ALIMENTOS PROVISÓRIOS A FILHOS NÃO RECONHECIDOS

 

Reconhece-se ao filho não reconhecido o direito de pleitear alimentos provisórios ou provisionais. Mas, é necessária a prova robusta e induvidosa acerca da paternidade. Em geral, não será suficiente a convicção formada em indícios ou testemunhas. Há necessidade de documento escrito, embora não oficial, como atestado de batismo, ou reconhecimento através de carta.
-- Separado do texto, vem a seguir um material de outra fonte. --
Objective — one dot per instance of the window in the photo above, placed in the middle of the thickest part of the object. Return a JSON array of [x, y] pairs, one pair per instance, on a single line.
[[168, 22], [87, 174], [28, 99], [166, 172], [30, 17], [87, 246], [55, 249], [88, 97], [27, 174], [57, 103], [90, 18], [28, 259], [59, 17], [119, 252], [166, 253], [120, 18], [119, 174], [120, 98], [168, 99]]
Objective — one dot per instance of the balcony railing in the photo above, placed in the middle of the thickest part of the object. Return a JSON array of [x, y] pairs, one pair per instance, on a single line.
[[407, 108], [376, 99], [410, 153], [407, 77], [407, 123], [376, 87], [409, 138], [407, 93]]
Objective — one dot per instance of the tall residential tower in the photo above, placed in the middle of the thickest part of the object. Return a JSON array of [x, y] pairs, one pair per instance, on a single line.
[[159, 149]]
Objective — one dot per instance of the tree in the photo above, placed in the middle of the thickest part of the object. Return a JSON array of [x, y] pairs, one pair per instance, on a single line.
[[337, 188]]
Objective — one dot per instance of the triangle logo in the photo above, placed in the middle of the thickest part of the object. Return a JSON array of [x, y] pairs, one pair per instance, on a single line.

Nesta linha, um compromisso manuscrito de próprio punho, ou recibos de pagamento de somas em dinheiro, nos quais consta a referência ao filho, e mesmo a baixa hospitalar pelo pai, com especificação de sua responsabilidade e menção ao nome do filho, constituem formas de prova que infundem certeza na paternidade.

Yussef Said Cahali defende a possibilidade de pleitear tais alimentos, de acordo com os sistemas processuais civis: “Não seria de afastar-se, porém, a prestação de alimentos provisionais com base no CPC, mesmo em favor do filho ilegítimo não reconhecido de qualquer modo, através de procedimento cautelar inominado, ante a perspectiva da morosidade do processo principal – condicionada, todavia, a provisão liminar, inclusive sem audiência do requerido (art. 854, parágrafo único), ao prudente arbítrio do juiz, em presença do fumus boni juris; essa possibilidade mais se legitima, quando se tem em conta que alguma jurisprudência tende a aceitar certas provas de reconhecimento indireto da paternidade de fato até mesmo para autorizar desde logo a ação especial de alimentos.”